Now that politics are involved, I can feel my pistons firing. I'm not even that political of a dude. But I'll be damned if I stand here and watch as my brothers and sisters become the victims of fascist rapists. If I had three bullets and every president who ever served in a roo- you get the point. I'm blessed to live in Minnesota. It's one of the few places in this country citizens don't have to fear having the shit kicked out of them for just... existing. I'll be honest. I rooted for Walz when it was announced he would be the VP. I really did want them to win. Was I surprised when they lost? No. Not really. There is no shortage of stupid people in this country. This country... man o' man. I ain't wanna stay.
I'm sure I could go on and on about politics. It's not really going to get me anywhere. Especially in my occupation- I'm the minority. A white guy in the trades that believes in freedom of expression of culture and sexuality? They call me a traitor! I don't hit my wife? Traitor! I don't think of other races as inferior? TRAITOR! Back when I worked in Wisconsin, right across the river, it was real bad. All them old timers comin' through tellin' me who I should vote for. The worst part? All I could do is sit there and nod my head. While this slob of a man rolls around on his scooter, tellin' me how "the left is destroyin' this country!" Yeah, sure they are. Nod, nod, nod. "Anything else I can help you with sir?" Man I ought to have just grabbed a pipe wrench and showed him just how bad we can wreck something.
That's another thing. I'm like, the opposite of violent, and oh boy did I get my ass whooped growing up! My step father was all about the way of the fist, and the boot, and the broom... and... yeah, just about whatever he could get his hands on. Growing up in the middle of nowhere- wasn't much I could do about it. I mean yeah, I knew it was wrong. I knew that beatin' kids was against the law. But when some guy three times your size is sitting there with a gun in his hands tellin' ya bout how you go babblin' and he'd shoot ya. Well, you don't really go babblin', do ya? Anyways, point is, people raised like that tend to carry the torch. At least in my experience. My father was never whooped. He's never put his hands on me, not long as I can remember. Granted he missed out in several other spots, I feel he's a good man in heart. Was just never there to show it.

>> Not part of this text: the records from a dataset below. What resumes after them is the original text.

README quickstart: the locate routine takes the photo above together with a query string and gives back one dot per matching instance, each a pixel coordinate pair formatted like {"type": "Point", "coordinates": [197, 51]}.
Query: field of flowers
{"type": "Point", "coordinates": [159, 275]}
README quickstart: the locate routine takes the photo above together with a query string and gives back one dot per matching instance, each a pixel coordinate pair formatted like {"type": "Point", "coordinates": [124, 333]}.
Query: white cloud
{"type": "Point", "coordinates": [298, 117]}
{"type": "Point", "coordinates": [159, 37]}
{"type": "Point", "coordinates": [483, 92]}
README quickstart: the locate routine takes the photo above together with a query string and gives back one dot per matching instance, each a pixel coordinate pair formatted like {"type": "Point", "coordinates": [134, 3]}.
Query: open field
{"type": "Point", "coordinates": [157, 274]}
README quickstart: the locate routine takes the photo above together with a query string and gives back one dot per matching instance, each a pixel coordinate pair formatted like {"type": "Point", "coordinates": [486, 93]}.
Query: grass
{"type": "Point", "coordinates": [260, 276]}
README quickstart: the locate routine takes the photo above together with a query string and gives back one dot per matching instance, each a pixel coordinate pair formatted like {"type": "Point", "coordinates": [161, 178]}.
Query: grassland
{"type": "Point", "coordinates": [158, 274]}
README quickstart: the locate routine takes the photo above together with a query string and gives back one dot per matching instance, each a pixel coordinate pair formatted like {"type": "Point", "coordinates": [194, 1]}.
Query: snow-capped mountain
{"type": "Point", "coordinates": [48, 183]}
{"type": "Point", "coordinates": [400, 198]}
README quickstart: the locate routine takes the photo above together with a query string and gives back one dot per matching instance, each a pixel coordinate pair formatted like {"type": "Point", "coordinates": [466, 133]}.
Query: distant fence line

I've got a friend. I want to write about her specifically because I do not think I have ever felt so much hatred for our species as I did when she told me what's happened to her. If they're reading this, I'm sure they know they are. The amount of times people took advantage of her desire to make others feel good. The amount of times the system failed her when she tried to fight for her own justice. If there was ever a time i felt obligated to be violent, it was then. I didn't much ask her about writing this excerpt, so I don't want to go into specifics. Just know I think of a new way every day to take care of people like that.
See what I mean? Just by writing all of this down, I allowed myself to dive deeper into the topic than I would have just in my own mind. I feel like I never really take the time to expand on any individual thought before dropping it and bringing up the next. Hell! I've only written a fraction of what I mean to write. However, I'm writing a blog, not a novel. I feel like I might have to write a blog a day for the first week or so. There's just so much I want to get off of my chest.